Con la orilla a mi derecha y una pista de aterrizaje de tierra a mi izquierda, me fijo aún más. Muchas de estas casitas de madera son antiguas remolques transformados, algunas tienen una avioneta en su costado. Continúo entre ellas hasta el final. En color rojo, el hotel Alfonsina’s, de madera, en el lateral de este increíble lugar. Es el que más me gusta de todos los que he recorrido, está pegado al mar y no hay nada más que una enorme isla de piedra frente a él. Me quedaré a dormir.

No hay enchufes en la habitación, todo es ecológico. Ceno unos tacos de corvina, abro el orde­nador y escribo esto. Saco mi botella de Tequila y doy buena cuenta de ella. Es un lugar tranquilo, hay paz. Veo atardecer y observo, desde la orilla, unos metros más allá las estrellas de un lugar mágico en el mundo.

Tijuana y el final
 

Por la mañana, muy temprano para ver el amanecer, me coloco en una de las tumbonas de teca de la playa. El silencio se rompe por las tímidas olas del mar.
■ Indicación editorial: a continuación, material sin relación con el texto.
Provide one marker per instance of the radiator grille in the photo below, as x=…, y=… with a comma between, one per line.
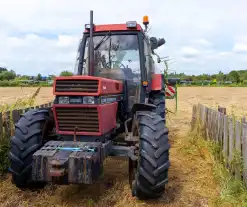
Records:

Después de desayunar miro el tiempo, hoy lluvia y viento. El cruce de un lado a otro de la Baja se me complica. Tengo que atravesar una sierra y llegar hasta los dos mil metros de altitud. El viento cada vez es más incómodo, cuando me cruzo con los tráilers parece que me tiran cubos de agua por encima.

El suelo resbala y los pick-up que usa todo el mundo aquí levantan una sucia cortina de agua que me impide ver bien para adelantar. El camino resulta un suplicio, otra prueba de que esto es una aventura y la Baja California un lugar salvaje, con cambios de temperatura, de firme y de condiciones en pocos kilómetros. Ensenada está sumergida en una tormenta, la carretera que sube a Tijuana inundada, cruzada de riadas que hacen muy difícil mi paso.

Tardo dos horas más de lo previsto, pero estoy bien. Devuelvo la moto donde me indicaron, en Tijuana. La tristeza se apodera de mí, ha llegado el final del viaje. Más de 1.000 kilómetros míticos y maravillosos. Pero decido tragarme las lágrimas y respirar hondo a la vez que prometo regresar, con una tienda de campaña y tacos en mis neumáticos para recorrer lo que no pude ver de esta Baja California y Baja Sur.